The service came to an end, and the congregation streamed out into the bright sunlight. It was composed of the households from the Hall, the Grange, and the Vicarage, a few farmers and their families, villagers and labouring people. It had not filled half the church, for the country habit of churchgoing is lessening, along with the not so admirable habit of Sabbatarianism. At Hayslope, perhaps more people went to church than would be usual in a country village, because the gentry went regularly, and, although Colonel Eldridge would not have put pressure on any of his tenantry to follow his example, it was generally supposed that he liked to see as full a congregation as possible. It was his custom to linger in the churchyard after the service, to exchange salutations, and for a few words with one and another. Lady Eldridge, whose eyes and ears were open towards him, marked his pleasant courteous air with those to whom he spoke. It was plain that they liked to be singled out by him. He was an excellent Squire, of a kind that is fast disappearing. There was n.o.body there that morning of whom he did not know something more than their occupations about this estate. He could probably have put a name to all the children, and they bobbed, and touched their caps to him, not as if they had merely been taught to do so. It was not, after all, no small a thing to hold the respect and esteem of some few hundreds of people towards all of whom, directly or indirectly, he stood in a special position not invariably easy to maintain. Money could not have bought just that response; there were many rich landowners, generous according to their lights, who would not have been liked and respected in the way this one was, who might now be called poor.
There was a gate leading from the churchyard to the Vicarage garden, but Fred Comfrey joined himself on to the Eldridges, who crossed the road and entered the park through the lodge gates, just opposite. He seemed to Norman, who watched him with an unfavouring eye, to do this with a hangdog air, as if he knew he was taking a liberty. At any rate, he should not walk with Pamela, if that was his object. Norman fastened upon her himself, and said: "Let's get away. I want to talk to you about something."

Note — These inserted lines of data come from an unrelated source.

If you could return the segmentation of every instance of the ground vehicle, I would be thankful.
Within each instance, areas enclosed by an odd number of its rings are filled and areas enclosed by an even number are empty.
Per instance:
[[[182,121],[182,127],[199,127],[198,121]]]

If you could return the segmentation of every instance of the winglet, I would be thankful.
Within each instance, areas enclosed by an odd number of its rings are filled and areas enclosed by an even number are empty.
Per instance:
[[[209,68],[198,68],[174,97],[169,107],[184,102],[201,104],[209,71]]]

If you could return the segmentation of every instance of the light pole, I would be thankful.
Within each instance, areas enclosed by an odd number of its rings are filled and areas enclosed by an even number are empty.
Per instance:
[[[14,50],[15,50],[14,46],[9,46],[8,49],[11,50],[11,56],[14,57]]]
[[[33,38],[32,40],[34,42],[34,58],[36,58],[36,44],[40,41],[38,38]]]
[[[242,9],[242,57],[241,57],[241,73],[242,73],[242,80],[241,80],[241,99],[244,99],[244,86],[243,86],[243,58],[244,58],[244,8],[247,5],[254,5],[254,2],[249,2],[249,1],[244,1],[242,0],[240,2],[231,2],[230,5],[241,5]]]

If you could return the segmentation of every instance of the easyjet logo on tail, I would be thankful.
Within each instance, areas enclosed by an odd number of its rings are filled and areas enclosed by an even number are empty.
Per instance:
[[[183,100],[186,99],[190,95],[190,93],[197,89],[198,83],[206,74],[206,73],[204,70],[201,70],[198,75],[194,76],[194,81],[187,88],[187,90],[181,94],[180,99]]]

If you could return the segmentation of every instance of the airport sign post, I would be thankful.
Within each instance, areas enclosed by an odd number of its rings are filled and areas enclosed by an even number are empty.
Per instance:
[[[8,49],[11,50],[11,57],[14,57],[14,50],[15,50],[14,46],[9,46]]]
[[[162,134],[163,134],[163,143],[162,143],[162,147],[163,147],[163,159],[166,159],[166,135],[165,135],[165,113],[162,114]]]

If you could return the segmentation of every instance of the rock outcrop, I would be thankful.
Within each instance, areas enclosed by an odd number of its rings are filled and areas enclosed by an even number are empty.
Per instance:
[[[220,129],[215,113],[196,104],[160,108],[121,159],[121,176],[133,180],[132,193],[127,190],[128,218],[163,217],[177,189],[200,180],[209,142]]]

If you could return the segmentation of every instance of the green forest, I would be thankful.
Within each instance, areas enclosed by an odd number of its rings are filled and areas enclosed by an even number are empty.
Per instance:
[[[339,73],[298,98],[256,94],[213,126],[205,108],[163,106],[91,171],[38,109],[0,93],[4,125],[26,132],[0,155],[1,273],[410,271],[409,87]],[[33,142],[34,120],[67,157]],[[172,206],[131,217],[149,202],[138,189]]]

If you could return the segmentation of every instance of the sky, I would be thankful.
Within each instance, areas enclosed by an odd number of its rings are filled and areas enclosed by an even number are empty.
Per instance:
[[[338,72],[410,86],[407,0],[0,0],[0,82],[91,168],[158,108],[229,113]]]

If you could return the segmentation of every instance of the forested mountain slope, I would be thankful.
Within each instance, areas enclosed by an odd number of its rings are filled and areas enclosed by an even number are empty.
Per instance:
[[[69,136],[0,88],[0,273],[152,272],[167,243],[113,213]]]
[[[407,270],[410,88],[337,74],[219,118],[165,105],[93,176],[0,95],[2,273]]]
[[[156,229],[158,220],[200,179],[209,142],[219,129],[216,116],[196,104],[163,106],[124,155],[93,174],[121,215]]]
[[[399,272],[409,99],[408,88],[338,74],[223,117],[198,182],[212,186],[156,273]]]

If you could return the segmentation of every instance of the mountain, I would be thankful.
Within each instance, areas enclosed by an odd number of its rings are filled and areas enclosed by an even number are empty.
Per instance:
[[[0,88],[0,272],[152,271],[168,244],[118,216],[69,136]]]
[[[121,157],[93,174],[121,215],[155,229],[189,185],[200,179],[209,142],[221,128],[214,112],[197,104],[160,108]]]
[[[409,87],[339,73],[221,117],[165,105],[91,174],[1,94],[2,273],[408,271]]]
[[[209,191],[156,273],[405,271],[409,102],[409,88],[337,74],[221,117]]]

"Wait half a minute," she said, her head turned towards the group behind her; and then she moved towards Fred, and said: "I've found that book at last. If you'll come up now I'll give it to you."
Fred visibly brightened, before Norman's offended eyes, and seized upon her invitation as inclusive of her company during the walk home, for he put himself instantly by her side. She threw a half-glance at Norman, such as to absolve her in his mind from having intended this; but she shouldn't have given the bounder the opportunity of joining her in that way. Of course he would stick like a leech, if he got the smallest encouragement.
Pamela said to Norman, trying to bring him into a conversation of three: "Do you remember that book, 'Jack o' the Mill' that Hugo used to be so fond of when he was a boy? I remember him showing me the pictures in it, when I was quite tiny. Fred reminded me of it, and I've found it for him."
"No," said Norman, who remembered the book perfectly well. But "no" was the shortest word he could find. He wanted to hear Fred talk, and give himself away.